IBM Research has introduced VAKRA, a benchmark that serves more as a durability test for AI agents than a mere playground. Rather than evaluating isolated skills, VAKRA forces agents to solve real-world, multi-step tasks within environments that simulate complex corporate settings. The framework assesses their capacity for compositional reasoning while interacting with over 8,000 APIs and databases across 62 domains. In short, it is a test of an agent's ability to stitch together 3 to 7 logical steps, utilizing structured API calls, extracting data from documents, and strictly adhering to tool-usage protocols.
The creators of VAKRA didn't reinvent the wheel; they simply raised the stakes. For instance, one test category requires linking APIs using business intelligence tools across 2,077 test scenarios. In each scenario, an agent must execute between one and twelve calls using advanced toolsets like SLOT-BIRD and SEL-BIRD. To ensure maximum realism, the benchmark provides a live working environment with local APIs and genuine databases—a significant step up from previous simulation attempts.
The initial VAKRA results are, to put it mildly, discouraging. AI agents that previously excelled in isolated task benchmarks began to stumble when faced with these multi-step scenarios. The benchmark clearly illustrates exactly where they fail: in compositional reasoning and the ability to effectively manage tools within complex chains.

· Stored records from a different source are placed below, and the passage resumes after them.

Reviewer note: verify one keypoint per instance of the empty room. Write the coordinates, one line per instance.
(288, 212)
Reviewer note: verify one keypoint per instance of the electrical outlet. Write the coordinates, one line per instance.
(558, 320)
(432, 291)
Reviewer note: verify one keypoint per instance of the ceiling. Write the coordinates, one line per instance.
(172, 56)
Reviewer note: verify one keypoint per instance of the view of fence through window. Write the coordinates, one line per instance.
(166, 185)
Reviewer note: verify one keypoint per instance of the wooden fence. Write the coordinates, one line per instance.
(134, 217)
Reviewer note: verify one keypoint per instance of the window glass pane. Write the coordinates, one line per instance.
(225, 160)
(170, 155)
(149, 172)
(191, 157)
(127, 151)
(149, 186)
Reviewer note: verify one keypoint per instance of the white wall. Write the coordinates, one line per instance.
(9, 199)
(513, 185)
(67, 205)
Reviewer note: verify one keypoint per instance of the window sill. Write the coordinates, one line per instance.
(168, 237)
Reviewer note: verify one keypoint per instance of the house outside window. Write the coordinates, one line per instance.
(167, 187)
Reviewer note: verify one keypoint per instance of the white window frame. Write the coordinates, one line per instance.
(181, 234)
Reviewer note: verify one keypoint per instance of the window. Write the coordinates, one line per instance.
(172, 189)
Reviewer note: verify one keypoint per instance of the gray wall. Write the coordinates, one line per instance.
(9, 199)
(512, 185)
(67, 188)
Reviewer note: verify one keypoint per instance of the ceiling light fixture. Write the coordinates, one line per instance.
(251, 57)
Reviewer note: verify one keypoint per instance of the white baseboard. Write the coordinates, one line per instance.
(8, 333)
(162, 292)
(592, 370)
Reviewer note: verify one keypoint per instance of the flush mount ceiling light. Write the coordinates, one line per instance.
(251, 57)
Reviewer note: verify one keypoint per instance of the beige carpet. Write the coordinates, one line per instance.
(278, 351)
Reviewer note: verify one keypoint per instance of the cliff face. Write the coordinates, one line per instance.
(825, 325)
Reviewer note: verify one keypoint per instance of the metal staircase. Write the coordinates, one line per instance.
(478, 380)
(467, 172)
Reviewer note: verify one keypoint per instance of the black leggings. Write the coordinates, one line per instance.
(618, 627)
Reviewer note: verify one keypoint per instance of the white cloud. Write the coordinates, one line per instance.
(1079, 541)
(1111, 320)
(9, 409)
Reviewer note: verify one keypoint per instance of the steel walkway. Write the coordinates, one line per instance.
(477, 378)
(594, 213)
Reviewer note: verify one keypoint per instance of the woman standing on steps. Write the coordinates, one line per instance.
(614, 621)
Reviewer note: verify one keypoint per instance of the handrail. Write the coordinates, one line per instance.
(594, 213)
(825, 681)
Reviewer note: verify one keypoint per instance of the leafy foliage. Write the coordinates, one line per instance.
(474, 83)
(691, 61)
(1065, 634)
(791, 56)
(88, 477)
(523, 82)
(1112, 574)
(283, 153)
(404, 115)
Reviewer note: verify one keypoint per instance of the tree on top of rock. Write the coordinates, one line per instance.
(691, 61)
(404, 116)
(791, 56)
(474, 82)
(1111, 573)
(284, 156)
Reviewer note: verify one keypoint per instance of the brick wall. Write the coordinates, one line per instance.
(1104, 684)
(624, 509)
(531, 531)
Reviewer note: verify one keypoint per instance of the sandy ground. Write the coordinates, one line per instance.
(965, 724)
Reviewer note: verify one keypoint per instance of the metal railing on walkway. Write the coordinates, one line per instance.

What this means for business:
VAKRA demonstrates that today’s AI agents are not yet the "universal soldiers" the corporate world is waiting for. To handle complex enterprise tasks, these models require substantial improvements in reasoning and tool integration. IBM researchers noted that model performance on VAKRA remains low, specifically due to difficulties in navigating complex sequences. This suggests that the direct deployment of AI agents into sophisticated operational processes—those requiring reliable execution of multi-stage workflows—is premature. Real-world application in these scenarios will likely require significant investment in refining logical capabilities and integration skills, potentially pushing back the timeline for widespread corporate adoption indefinitely.